But what had this opulence produced? Mill's judgement in 1848 was outspoken '.., all that these advantages seem to have done for them is that the life of the whole of one sex is devoted to dollar hunting, and of the other to breeding dollar hunters'.16From the perspective of classical orthodoxy, these assertions amounted to heresy - a point his lay readers were quick to grasp. One reviewer commended the first edition in these words: '... here is no indifference to human suffering, no inordinate estimation of wealth, no sordid and groveling morality'.17 Another, noting with approval Mill's attitude toward the dread stationary state, observed: 'It is no little novelty to hear a political economists peak in the following manner of the mere elements of national wealth.'18 Mill was congratulated for demolishing those arguments 'by which his scientific predecessors had attempted to mislead the man of experience or of empirical knowledge'.19
It was not solely a distaste for some of the social manifestations of affluence that led Mill to this conclusion. He was also concerned about tendencies towards instability likely to be associated with the approach of the stationary state and with declining rates of profit. These circumstances would impel some entrepreneurs to reject prevailing rates of profit and to seek out high-risk ventures with the expectation of reaping above-average gains. With arguments like those heard more recently from bankers who voice concern about deterioration in the quality of credit risks during a period of expansion, Mill maintained that these conditions easily generated speculative rashness which, in turn, was likely to be followed by disappointments. The behaviour of those who tried to evade the natural tendency for profit rates to fall could thus lead to oscillations between boom and bust.

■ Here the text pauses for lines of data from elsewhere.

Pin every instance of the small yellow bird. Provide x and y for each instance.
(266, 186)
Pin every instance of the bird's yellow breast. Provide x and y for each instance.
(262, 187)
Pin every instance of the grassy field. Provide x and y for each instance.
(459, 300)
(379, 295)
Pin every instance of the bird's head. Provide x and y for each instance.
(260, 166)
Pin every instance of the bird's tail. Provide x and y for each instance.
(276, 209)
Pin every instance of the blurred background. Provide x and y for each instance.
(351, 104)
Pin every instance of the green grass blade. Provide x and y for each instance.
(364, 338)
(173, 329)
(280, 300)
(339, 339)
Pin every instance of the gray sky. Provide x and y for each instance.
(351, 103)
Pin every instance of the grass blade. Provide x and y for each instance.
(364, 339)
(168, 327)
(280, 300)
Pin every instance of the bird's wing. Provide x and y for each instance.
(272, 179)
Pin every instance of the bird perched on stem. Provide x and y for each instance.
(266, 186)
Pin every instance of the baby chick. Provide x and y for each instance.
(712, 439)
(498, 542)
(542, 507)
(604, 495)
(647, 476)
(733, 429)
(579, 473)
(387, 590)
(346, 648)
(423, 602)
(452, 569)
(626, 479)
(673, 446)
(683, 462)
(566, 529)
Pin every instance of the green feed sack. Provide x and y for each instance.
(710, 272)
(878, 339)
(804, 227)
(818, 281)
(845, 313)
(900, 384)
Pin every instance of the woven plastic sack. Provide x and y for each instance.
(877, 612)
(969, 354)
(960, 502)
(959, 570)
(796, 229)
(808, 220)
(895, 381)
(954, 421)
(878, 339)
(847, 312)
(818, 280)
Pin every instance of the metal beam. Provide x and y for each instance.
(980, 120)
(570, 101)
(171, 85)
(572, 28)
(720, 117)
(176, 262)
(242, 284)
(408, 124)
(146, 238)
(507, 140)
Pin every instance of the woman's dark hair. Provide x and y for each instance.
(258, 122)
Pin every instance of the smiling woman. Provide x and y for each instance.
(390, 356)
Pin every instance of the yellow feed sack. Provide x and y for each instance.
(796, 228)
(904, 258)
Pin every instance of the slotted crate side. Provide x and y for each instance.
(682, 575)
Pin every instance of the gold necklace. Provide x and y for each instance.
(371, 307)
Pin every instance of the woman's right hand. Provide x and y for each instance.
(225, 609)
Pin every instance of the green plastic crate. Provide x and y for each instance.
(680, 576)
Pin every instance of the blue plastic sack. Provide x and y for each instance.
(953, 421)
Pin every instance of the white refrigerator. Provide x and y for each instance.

Mill was too closely associated with the Say's Law tradition of the classical mentality to press the analysis of this issue very far. Nevertheless, he perceived more clearly than had earlier contributors to the classical mainstream that the approach of the stationary state at a high level of economic activity was likely to increase the sensitivity of the economy to substantial fluctuations. Indeed, tendencies toward instability were inherent within an unregulated economic system.